A truly British McEducation

I was recently surveying the latest rubrics in The Times’ appointments section and noted two public schools seeking what are effectively business development directors for their schools’ international expansion.  I guess I hadn’t realised that what had started as a trickle of ad hoc satellite schools in Thailand and China was quickly becoming a deluge in the Middle East and further afield.

Brighton College and Wellington College are two of the schools which have recently announced mass roll-outs of franchised operations.  Brighton College plans to open two schools in Abu Dhabi in 2011 and 2013, with others to follow in Oman, Jordan, Romania, Vietnam and India.  Wellington College has plans to open approximately 15 schools, beginning in China in 2011 and following with Malaysia, Qatar, Bahrain and India.  This is not a new phenomenon: Dulwich and Harrow have had franchises in China and Thailand for about a decade, while other public schools have created the odd satellite; Repton Dubai, Oxford High GDST in China, Haileybury-Almaty, Shrewsbury Bangkok and Bromsgrove Bangkok come immediately to mind.  Brighton and Wellington are fairly unique, however, in the scale of their planned operations.  Both are motivated by the franchise fees which will be used to fund bursary places and capital projects in the UK.

The franchising of a marketable British brand (or at least until A Levels are thoroughly discredited through grade inflation and curriculum dilution) outside the UK seems very sensible to me in light of the pressures imposed by the Charities Commission on independent charitable schools to provide “public benefit”.  After all, as I discussed in The public benefit that will cut out the middle classes, the absurd result of the Charities Commission’s guidance is that schools will feel compelled to offer more bursaries — bursaries which many do not have the endowments to fund.   The result?  Increasing fees for non-bursary pupils.  Taken to its absurd conclusion, this would result in most charitable schools having a polarised population of very poor and very rich pupils.  So taking cash from franchised operations to fund these places in the UK and hence preserving a broad economic spectrum of pupils seems eminently sensible.

The repatriation of profits to Britain may be morally questionable to some.  Soft imperialism has been a term that has been bandied about.  Frankly, I’m not too worried about that; the premise for the success of these franchises is that there is a stratum of the local foreign market which has the means to pay for a private British education and is more than willing to pay for it.
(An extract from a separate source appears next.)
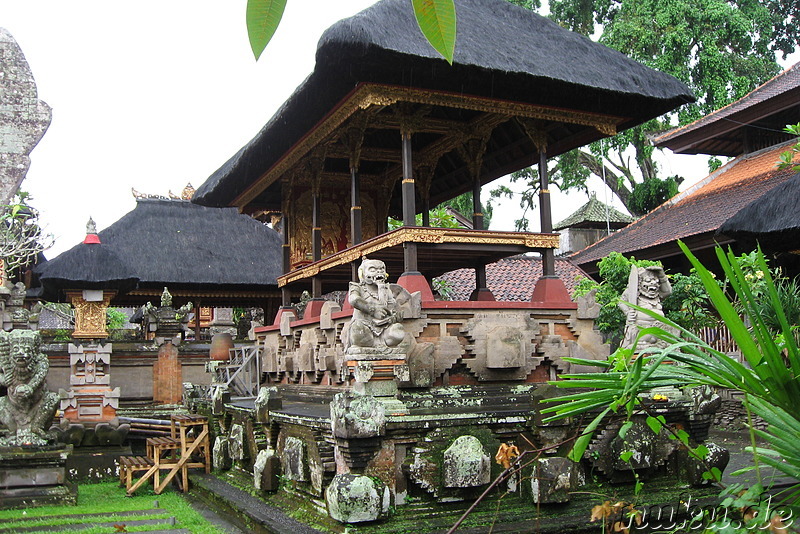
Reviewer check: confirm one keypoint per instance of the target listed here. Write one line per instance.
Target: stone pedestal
(35, 476)
(167, 376)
Moreover, I have no doubt that the local population will soon wise up to the fact that they can replicate the British model on their own and squeeze the franchises out once the local market becomes better established.  This may be precipitated by the profit motive in the local market or perhaps by nationalist sentiment when locals realise that profits from the satellite schools are funding kids back in Britain rather than kids in New Delhi, Bangkok or Abu Dhabi.  I have no doubt that the consumers in these far-flung locations have the wealth and know-how to look out for themselves.  Many probably have incomes far in excess of the average parent of a public school child in England.  
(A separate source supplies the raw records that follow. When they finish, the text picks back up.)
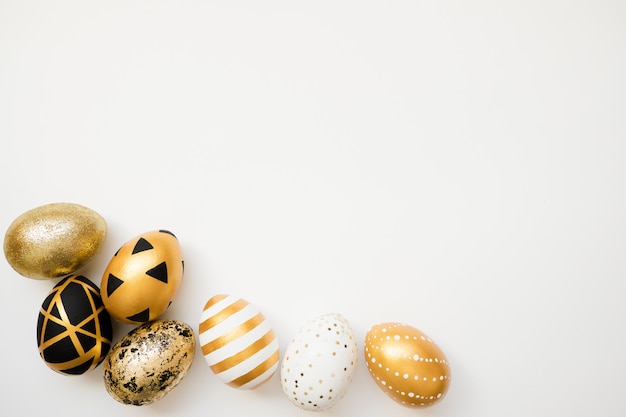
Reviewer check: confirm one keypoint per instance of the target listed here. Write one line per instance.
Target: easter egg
(143, 277)
(406, 364)
(74, 331)
(148, 362)
(319, 362)
(53, 240)
(237, 342)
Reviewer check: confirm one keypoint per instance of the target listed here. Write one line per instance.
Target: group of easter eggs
(75, 331)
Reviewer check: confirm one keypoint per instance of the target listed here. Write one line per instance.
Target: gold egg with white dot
(406, 364)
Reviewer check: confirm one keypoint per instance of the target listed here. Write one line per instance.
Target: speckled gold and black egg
(149, 361)
(74, 331)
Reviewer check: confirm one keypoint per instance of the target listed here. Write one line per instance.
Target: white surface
(459, 166)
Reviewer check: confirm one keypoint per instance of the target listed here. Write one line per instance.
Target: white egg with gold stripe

This is precisely why I think the British public schools engaging in franchising or thinking about it should do so with caution.  With the exception of perhaps Harrow, very few of the public schools which are establishing satellites are household names abroad.  As much as many of the franchising schools like to think of themselves as major public schools (and let’s face it, most of them are not in this league), the cachet and hence pulling power of most public schools is not so great that they couldn’t be supplanted by generic locally-established British-modelled schools.  And when it sinks in that consumers are not really getting a Harrow, Dulwich, Repton or Wellington education but rather a knock-off co-branded education, the momentum for local home-grown competitors to the British satellite schools will grow considerably and threaten the viability of the satellite school model.

Franchising offers an opportunity to certain public schools to ensure that they can meet the public benefit requirement that the Charities Commission has imposed without increasing fees and alienating the middle classes.  If they want to take advantage of this they should do so quickly because it won’t take long for satellite school consumers to develop the expertise to establish their own home-grown schools which can give them as much, if not more, than any of our satellite schools can offer.  When that happens, the franchisor schools will find their franchise fees dry up and perhaps, if they’re unlucky, they’ll even find they’ve received little return on their investment. and perhaps seen their most valuable asset — their name and reputation — highly devalued. At that point, selling a birthright for a mess of potage comes to mind, and that cannot be a good thing for any school.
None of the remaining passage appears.